But the joke's on the middle-class families who backed standardized instruction over standardized funding. Their own kids need slack as much as anyone's, and a system that promises to put the nation's kids through the same benchmarks on the same timetable is bad for everyone:
https://pluralistic.net/2021/11/28/give-me-slack-2/
Undoing this is above my pay-grade. I've already got more causes to crusade on than I have time for. But there is a piece of tantalyzingly low-hanging fruit that is dangling right there, and even though I'm not gonna pick it, I can't get it out of my head, so I figured I'd write about it and hope I can lazyweb it into existence.
The thing is, there's a reason that standardization takes hold in so many domains. Agreeing on a common standard enables collaboration by many entities without any need for explicit agreements or coordination. The existence of the ANSI/SAE J563 standard automobile auxiliary power outlet (AKA "car cigarette lighter") didn't just allow many manufacturers to make replacement lighter plugs. The existence of a standardized receptacle delivering standardized voltage to standardized contacts let all kinds of gadgets be designed to fit in that socket.

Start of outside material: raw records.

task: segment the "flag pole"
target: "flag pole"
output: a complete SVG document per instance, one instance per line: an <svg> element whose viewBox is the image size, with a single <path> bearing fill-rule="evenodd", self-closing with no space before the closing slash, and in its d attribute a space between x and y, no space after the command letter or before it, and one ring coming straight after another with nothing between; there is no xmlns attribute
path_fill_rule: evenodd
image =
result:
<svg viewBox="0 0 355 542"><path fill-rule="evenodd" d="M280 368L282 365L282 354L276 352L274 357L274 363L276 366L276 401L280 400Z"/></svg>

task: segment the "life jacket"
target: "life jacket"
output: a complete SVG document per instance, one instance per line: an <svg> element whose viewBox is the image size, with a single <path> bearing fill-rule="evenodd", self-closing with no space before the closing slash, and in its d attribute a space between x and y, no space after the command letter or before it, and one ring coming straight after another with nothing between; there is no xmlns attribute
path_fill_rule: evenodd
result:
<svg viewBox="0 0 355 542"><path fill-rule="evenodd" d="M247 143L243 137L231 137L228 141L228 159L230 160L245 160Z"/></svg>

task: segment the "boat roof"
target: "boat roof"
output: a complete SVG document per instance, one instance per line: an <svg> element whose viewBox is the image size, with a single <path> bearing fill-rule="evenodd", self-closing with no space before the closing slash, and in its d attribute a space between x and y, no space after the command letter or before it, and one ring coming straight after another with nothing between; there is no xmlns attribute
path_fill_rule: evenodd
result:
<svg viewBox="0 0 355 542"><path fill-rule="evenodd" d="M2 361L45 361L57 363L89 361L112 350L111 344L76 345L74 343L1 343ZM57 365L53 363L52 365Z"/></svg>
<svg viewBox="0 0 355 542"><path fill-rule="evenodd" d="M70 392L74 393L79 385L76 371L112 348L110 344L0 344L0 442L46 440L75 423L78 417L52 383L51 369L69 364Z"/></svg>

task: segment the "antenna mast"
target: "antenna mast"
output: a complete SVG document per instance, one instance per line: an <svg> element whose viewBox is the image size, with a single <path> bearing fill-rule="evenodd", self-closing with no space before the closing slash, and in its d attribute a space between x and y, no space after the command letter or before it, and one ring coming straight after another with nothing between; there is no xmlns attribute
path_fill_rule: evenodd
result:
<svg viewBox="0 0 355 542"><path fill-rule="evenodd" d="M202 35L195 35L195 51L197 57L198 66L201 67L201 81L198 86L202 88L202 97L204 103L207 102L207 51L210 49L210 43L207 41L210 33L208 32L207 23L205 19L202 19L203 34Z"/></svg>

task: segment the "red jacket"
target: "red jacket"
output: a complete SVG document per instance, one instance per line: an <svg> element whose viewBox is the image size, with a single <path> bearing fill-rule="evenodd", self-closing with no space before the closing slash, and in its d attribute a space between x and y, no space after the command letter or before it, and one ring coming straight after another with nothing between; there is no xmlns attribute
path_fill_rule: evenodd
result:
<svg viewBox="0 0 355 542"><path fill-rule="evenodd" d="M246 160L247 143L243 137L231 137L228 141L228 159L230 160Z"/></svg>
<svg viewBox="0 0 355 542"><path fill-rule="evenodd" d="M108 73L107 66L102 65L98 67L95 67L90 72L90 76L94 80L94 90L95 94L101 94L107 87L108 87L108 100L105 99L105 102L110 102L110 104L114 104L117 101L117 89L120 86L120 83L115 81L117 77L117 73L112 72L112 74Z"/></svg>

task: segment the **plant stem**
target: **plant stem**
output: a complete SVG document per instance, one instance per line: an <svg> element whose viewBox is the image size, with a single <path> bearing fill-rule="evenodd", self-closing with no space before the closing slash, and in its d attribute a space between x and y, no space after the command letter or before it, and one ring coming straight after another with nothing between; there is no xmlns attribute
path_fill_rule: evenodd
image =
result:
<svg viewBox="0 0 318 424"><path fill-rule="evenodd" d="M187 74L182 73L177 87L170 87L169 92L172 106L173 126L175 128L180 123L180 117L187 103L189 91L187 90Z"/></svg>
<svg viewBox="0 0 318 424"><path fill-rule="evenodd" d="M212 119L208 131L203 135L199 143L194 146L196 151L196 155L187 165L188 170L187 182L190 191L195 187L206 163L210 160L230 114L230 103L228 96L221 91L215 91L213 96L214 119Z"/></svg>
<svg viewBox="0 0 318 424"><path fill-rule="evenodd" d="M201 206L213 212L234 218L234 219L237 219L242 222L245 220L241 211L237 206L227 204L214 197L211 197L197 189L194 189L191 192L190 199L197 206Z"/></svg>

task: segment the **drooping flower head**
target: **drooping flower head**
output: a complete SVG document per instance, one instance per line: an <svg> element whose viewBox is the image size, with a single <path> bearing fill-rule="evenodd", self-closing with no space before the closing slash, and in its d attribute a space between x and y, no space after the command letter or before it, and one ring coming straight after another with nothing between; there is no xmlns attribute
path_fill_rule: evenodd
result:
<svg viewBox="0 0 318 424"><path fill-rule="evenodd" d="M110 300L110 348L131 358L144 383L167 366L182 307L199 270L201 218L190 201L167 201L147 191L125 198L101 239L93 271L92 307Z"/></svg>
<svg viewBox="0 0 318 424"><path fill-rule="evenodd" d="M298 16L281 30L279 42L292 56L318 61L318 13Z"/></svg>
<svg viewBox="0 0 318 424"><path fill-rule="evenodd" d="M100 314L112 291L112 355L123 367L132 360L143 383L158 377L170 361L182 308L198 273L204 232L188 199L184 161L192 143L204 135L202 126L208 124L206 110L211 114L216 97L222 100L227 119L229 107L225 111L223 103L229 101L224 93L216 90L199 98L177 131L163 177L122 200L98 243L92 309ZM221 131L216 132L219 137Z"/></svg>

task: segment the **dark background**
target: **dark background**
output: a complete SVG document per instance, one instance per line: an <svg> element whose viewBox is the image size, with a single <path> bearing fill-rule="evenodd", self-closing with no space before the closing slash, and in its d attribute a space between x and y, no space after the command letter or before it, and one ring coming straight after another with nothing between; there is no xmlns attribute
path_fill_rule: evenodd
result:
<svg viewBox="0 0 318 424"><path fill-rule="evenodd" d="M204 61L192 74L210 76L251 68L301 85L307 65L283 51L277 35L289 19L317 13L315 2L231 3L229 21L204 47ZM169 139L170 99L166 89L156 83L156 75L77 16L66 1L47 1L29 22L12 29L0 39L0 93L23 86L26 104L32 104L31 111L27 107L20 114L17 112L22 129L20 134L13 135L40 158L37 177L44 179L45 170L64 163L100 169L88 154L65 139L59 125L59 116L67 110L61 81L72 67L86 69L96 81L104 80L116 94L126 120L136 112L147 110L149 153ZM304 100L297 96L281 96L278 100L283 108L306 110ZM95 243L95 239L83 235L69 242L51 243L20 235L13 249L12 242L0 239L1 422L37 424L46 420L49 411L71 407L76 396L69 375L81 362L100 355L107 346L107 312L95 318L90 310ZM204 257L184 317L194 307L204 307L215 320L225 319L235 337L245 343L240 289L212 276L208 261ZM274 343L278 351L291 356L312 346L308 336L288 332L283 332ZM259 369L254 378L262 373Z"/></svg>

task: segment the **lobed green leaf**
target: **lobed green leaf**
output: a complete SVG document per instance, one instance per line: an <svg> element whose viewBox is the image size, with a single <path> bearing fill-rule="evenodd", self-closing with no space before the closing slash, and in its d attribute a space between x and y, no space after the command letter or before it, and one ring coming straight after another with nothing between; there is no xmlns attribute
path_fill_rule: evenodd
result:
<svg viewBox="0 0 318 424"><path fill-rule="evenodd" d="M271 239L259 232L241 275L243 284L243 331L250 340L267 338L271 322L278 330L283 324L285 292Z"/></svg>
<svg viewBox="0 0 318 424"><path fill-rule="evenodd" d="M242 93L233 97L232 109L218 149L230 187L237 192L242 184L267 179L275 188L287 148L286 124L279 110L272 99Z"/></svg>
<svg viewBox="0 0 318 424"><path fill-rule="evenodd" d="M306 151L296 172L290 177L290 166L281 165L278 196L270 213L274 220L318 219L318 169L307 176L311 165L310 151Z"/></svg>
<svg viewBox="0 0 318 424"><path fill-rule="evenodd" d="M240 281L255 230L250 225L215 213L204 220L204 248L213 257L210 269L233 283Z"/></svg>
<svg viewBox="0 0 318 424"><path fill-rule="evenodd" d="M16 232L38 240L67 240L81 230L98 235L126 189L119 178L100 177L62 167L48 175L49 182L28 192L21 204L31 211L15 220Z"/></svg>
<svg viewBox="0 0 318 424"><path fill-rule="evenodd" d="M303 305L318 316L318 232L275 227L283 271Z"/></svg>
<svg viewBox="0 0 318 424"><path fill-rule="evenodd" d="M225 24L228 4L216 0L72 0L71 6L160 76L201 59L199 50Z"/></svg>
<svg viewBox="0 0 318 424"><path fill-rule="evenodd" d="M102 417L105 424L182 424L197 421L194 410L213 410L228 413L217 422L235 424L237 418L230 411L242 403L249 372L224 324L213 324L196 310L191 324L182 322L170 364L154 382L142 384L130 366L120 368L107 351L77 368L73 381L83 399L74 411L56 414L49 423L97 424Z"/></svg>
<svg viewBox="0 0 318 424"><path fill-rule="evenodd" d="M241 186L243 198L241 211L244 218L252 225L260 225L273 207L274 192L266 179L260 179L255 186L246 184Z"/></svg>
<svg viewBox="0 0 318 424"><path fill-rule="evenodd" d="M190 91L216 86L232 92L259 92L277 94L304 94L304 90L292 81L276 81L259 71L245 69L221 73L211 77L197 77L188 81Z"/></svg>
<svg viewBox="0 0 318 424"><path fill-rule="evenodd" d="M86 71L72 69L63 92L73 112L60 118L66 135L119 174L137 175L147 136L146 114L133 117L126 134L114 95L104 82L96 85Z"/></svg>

Standards crystallize the space of all possible ways of solving a problem into a range of solutions. This inevitably has a downside, because the standardized range might not be optimal for all applications. Think of the EU's requirement for USB-C charger tips on all devices. There's a lot of reasons that manufacturers prefer different charger tips for different gadgets. Some of those reasons are bad (gouging you on replacement chargers), but some are good (unique form-factor, specific smart-charging needs). USB-C is a very flexible standard (indeed, it's so flexible that some people complain that it's not a standard at all!) but there are some applications where the optimal solution is outside its parameters.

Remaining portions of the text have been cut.